Strobel constantly reaffirms and asserts that when he was making this ‘2-year spiritual journey’ from effective atheism to committed Christianity, he approached the subject with an open mind and like lawyers in a court case would, but it’s clear from the text that this simply isn’t true. He seems very up to date on polemics in modern Christian theology and he often just takes the experts’ words at face value without questioning it at all (typical of a religionist to use arguments from authority rather than reason), even though his language would make you think he’s probing deeper all the time. I wouldn’t be surprised if he was never an atheist; he never takes the skeptic’s point of view and I could do a better job of grilling these experts.

I’d also like to mention that, unlike most journalists and certainly unlike a court case, Strobel only addresses one side of the story. Not a single time so far has he spoken to anyone who doubts the literal interpretation of the gospels and the orthodox doctrine of the evangelical church, even though he’s devoted a whole chapter to interviewing Greg Boyd, who does little more than dismiss the evidence and research of the Jesus Seminar (a liberal Christian group who separate the historical Jesus from the Jesus of faith). He never speaks to anyone from the Jesus Seminar.

Strobel and Metzger (some expert he’s interviewing at the beginning) constantly compare the evidence in favour of the New Testament to evidence in favour of other documents such as biographies of Caesar or someone else. But in this they are totally missing the point! If Mother Theresa or George “I cannot tell a lie” Washington — Totally off topic but does anyone else think that phrase of his is ironic? He was physically capable of telling a lie, so “I cannot tell a lie” in itself is a lie… duh — anyway if Mother Theresa or George Washington or anyone else that doesn’t normally lie told you that they woke up at 7am that morning, you’d believe it just like that, but if they told you that a pink elephant crash landed in a field from the sky, then disappeared, you wouldn’t!

It doesn’t matter at all how well the gospel story is preserved, or how trustworthy historians believe these ancient writers to be.
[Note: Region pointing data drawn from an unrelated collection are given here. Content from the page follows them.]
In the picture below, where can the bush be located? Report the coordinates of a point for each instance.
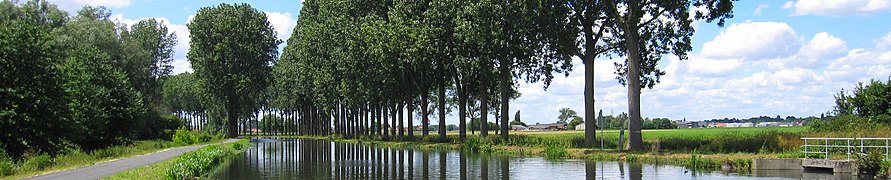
(184, 137)
(200, 162)
(885, 168)
(554, 152)
(869, 163)
(7, 165)
(37, 163)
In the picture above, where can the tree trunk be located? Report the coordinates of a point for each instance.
(425, 112)
(232, 116)
(632, 44)
(401, 119)
(394, 115)
(484, 105)
(441, 114)
(462, 115)
(588, 59)
(411, 128)
(504, 87)
(384, 118)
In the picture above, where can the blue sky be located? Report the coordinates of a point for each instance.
(773, 58)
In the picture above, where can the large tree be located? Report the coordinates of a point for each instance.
(231, 50)
(149, 53)
(648, 30)
(33, 112)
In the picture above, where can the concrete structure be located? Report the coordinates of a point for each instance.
(548, 127)
(681, 124)
(518, 128)
(777, 164)
(837, 166)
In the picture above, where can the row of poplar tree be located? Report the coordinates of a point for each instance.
(351, 68)
(355, 68)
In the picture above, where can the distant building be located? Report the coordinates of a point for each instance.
(519, 128)
(681, 124)
(739, 125)
(548, 127)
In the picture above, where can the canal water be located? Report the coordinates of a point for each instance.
(314, 159)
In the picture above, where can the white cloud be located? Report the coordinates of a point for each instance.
(283, 23)
(753, 41)
(822, 48)
(839, 7)
(725, 86)
(884, 42)
(72, 6)
(825, 46)
(760, 8)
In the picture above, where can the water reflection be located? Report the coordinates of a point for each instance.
(311, 159)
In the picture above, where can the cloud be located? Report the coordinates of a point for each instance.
(838, 7)
(706, 87)
(760, 8)
(283, 23)
(752, 41)
(884, 42)
(72, 6)
(821, 48)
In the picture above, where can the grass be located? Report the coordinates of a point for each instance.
(43, 164)
(188, 166)
(716, 148)
(74, 158)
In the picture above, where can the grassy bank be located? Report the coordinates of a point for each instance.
(43, 164)
(719, 148)
(74, 158)
(188, 166)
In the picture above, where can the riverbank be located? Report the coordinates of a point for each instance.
(192, 164)
(738, 162)
(44, 164)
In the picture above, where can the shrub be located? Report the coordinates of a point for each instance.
(36, 163)
(554, 152)
(885, 168)
(200, 162)
(7, 165)
(184, 137)
(869, 163)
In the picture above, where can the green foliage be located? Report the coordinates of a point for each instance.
(885, 168)
(554, 152)
(870, 163)
(33, 114)
(272, 123)
(184, 137)
(866, 108)
(566, 114)
(575, 122)
(658, 123)
(36, 163)
(105, 106)
(198, 163)
(231, 64)
(7, 165)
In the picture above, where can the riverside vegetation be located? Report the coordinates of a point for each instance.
(188, 166)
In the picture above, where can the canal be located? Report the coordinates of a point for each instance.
(315, 159)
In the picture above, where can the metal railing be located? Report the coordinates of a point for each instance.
(824, 145)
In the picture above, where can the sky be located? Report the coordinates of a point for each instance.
(774, 57)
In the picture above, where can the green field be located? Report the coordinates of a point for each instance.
(707, 140)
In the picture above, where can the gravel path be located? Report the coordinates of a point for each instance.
(101, 170)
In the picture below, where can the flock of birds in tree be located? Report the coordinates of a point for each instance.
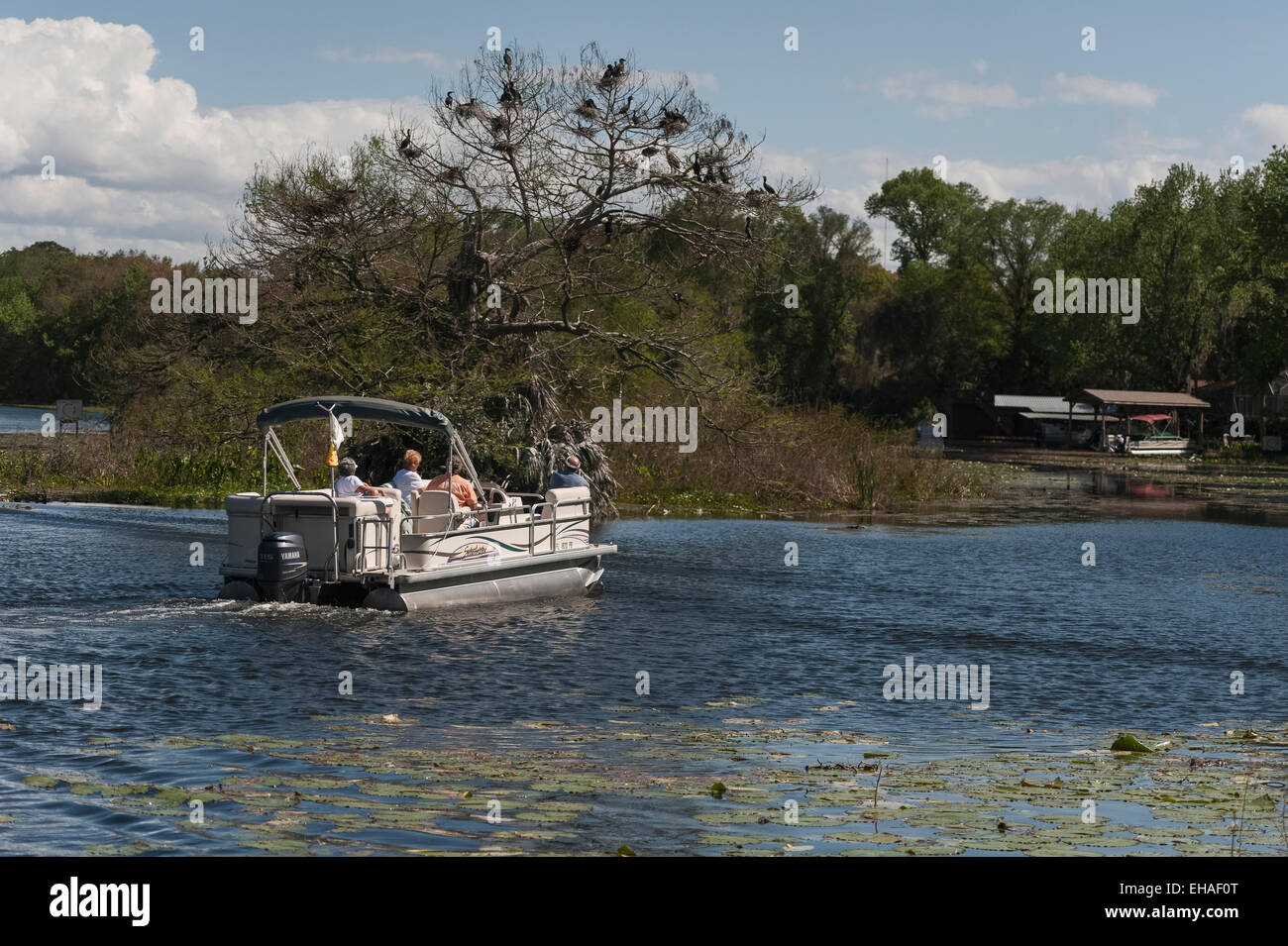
(708, 167)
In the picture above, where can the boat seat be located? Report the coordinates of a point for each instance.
(438, 503)
(574, 501)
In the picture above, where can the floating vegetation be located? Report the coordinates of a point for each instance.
(750, 788)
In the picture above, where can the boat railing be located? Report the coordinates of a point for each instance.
(385, 534)
(360, 545)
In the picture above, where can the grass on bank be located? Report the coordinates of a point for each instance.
(790, 460)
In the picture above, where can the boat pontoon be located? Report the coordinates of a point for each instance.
(309, 545)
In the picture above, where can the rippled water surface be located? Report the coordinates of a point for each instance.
(1146, 639)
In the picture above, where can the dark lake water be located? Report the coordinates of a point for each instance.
(1147, 637)
(29, 420)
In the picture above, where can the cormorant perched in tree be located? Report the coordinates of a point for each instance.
(407, 150)
(673, 123)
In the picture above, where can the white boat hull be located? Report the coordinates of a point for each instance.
(1173, 448)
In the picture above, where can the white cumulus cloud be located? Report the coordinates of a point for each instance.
(138, 162)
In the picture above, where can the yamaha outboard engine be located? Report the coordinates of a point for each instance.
(283, 567)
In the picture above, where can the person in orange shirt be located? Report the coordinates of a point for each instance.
(460, 486)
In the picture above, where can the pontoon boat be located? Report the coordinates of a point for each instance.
(1150, 435)
(309, 545)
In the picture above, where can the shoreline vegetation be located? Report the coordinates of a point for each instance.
(819, 464)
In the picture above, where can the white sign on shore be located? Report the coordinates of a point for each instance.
(69, 411)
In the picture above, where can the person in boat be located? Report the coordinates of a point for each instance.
(407, 480)
(570, 475)
(458, 484)
(349, 484)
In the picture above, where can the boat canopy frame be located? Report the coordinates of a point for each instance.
(365, 409)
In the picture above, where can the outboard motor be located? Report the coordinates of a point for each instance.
(283, 567)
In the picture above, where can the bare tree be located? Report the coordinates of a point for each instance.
(527, 197)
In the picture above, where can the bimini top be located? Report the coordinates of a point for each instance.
(359, 408)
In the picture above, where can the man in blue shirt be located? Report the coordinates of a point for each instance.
(570, 475)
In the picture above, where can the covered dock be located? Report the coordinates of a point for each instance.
(1106, 403)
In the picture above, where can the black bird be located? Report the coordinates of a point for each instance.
(407, 150)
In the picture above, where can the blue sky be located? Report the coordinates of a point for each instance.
(1005, 91)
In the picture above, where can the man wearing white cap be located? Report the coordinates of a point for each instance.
(570, 475)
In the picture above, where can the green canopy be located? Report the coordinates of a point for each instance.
(359, 408)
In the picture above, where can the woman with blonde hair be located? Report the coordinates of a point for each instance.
(407, 478)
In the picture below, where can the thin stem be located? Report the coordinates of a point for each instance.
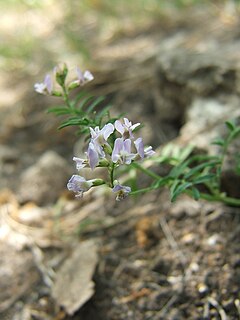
(219, 198)
(66, 97)
(111, 174)
(146, 171)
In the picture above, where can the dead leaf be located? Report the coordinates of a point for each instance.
(73, 285)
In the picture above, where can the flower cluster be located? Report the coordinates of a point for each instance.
(109, 147)
(59, 75)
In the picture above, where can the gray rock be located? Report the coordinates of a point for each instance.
(44, 181)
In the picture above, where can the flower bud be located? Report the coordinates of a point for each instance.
(61, 72)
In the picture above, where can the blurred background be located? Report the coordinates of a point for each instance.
(171, 65)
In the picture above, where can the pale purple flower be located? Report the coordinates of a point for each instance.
(121, 191)
(80, 163)
(140, 147)
(79, 185)
(122, 151)
(143, 152)
(46, 86)
(98, 142)
(93, 155)
(84, 77)
(101, 135)
(148, 152)
(126, 128)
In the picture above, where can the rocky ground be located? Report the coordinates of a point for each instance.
(143, 258)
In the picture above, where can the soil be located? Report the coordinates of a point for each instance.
(156, 259)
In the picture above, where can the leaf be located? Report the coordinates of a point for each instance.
(74, 122)
(199, 167)
(59, 110)
(94, 104)
(195, 194)
(218, 142)
(230, 125)
(180, 189)
(73, 285)
(203, 179)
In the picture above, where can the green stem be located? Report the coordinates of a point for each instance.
(144, 190)
(219, 198)
(66, 97)
(146, 171)
(111, 174)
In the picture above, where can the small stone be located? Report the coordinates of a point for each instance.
(44, 181)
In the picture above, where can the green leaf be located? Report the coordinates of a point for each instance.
(74, 122)
(59, 110)
(203, 179)
(195, 193)
(218, 142)
(83, 102)
(180, 189)
(96, 102)
(79, 97)
(200, 167)
(230, 125)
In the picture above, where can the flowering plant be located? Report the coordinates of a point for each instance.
(112, 144)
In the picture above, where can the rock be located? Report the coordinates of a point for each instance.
(43, 182)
The important question to ask is which possibility is more likely: that Jesus really did perform all these miracles and really did rise from the dead, or that early Christians and the writers of the gospels were either lying, lunatics or mistaken? I think the latter is much more plausible. A magician’s show might seem wonderful and supernatural, but nobody but naive children genuinely believe it to be magic. We should apply this same level of skepticism to the gospel stories, particularly since the deity of Jesus is not supported in any contemporary document outside the gospels. Think about it, if all this genuinely did happen, any historian or journalist worth his salt would be all over it! And yet there’s very little to support it, even within the Jewish community.